Grzebyk to obecnie czołowy zawodnik kategorii półśredniej w Polsce. Jeszcze do niedawna posiadał on dwa tytuły mistrzowskie organizacji FEN, lecz niedawno zakończył on przygodę z tym pracodawcą. Obecnie spekuluje się, jakoby fighter niebawem miał zasilić kręgi UFC.
Ostatnio 29-latek stoczył mały pojedynek z urzędem skarbowym odnośnie do swoich rozliczeń podatkowych. Pierwotnie zawodnik nie otrzymał pozwolenia na indywidualną interpretację dotyczącą prawa podatkowego. Grzebyk dosłał jednak odpowiednie pisma, dzięki czemu ostatecznie urząd pozytywnie rozpatrzył jego prośbę. Dzięki temu skorzysta on sam, ale również inni zawodnicy MMA.
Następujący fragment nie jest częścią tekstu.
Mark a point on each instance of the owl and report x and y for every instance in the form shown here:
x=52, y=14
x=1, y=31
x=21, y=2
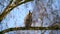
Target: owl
x=28, y=20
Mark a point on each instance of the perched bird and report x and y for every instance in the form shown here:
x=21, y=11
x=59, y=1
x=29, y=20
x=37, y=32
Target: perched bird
x=28, y=20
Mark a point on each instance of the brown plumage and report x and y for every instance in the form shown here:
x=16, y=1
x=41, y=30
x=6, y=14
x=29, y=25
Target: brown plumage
x=28, y=20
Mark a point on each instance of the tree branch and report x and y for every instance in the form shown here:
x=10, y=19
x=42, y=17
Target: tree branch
x=10, y=7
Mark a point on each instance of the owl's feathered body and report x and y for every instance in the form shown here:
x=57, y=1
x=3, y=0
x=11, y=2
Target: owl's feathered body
x=28, y=20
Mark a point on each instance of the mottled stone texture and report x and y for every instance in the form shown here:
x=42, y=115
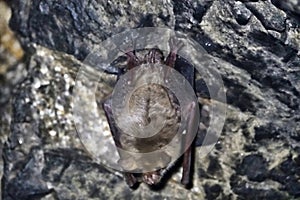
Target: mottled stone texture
x=258, y=153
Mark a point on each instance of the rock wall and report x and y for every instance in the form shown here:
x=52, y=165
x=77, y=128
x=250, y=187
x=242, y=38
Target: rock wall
x=258, y=153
Co to w praktyce oznacza? Były mistrz FEN przy prowadzeniu swojej działalności może wykonać odpis wydatków od przychodu związany z, jego zdaniem, niezbędnymi rzeczami do prowadzenia kariery. Wśród nich znajdują się tematy ściśle dotyczące treningu, diety i regeneracji, ale również zakup niezbędnej odzieży, uczęszczanie do obiektów takich jak np. basen, a nawet… korzystania z usług chirurga estetycznego. Ostatni element Grzebyk argumentuje tym, iż ma podpisane różne kontrakty sponsorskie, reklamując wiele rzeczy swoją twarzą, co wpisuje się w pracę modela. Z racji uprawianego zawodu drobne korekty w wypadku urazów są zatem niezbędne to prowadzenia tej części działalności.
Pełne odniesienie się do interpretacji znajdziecie pod tym linkiem. Oficjalnie w piśmie nie ma zaznaczonego nazwiska wspomnianego zawodnika. 29-latek na swoim profilu na Facebooku sam dał jednak do zrozumienia, że chodzi o jego osobę.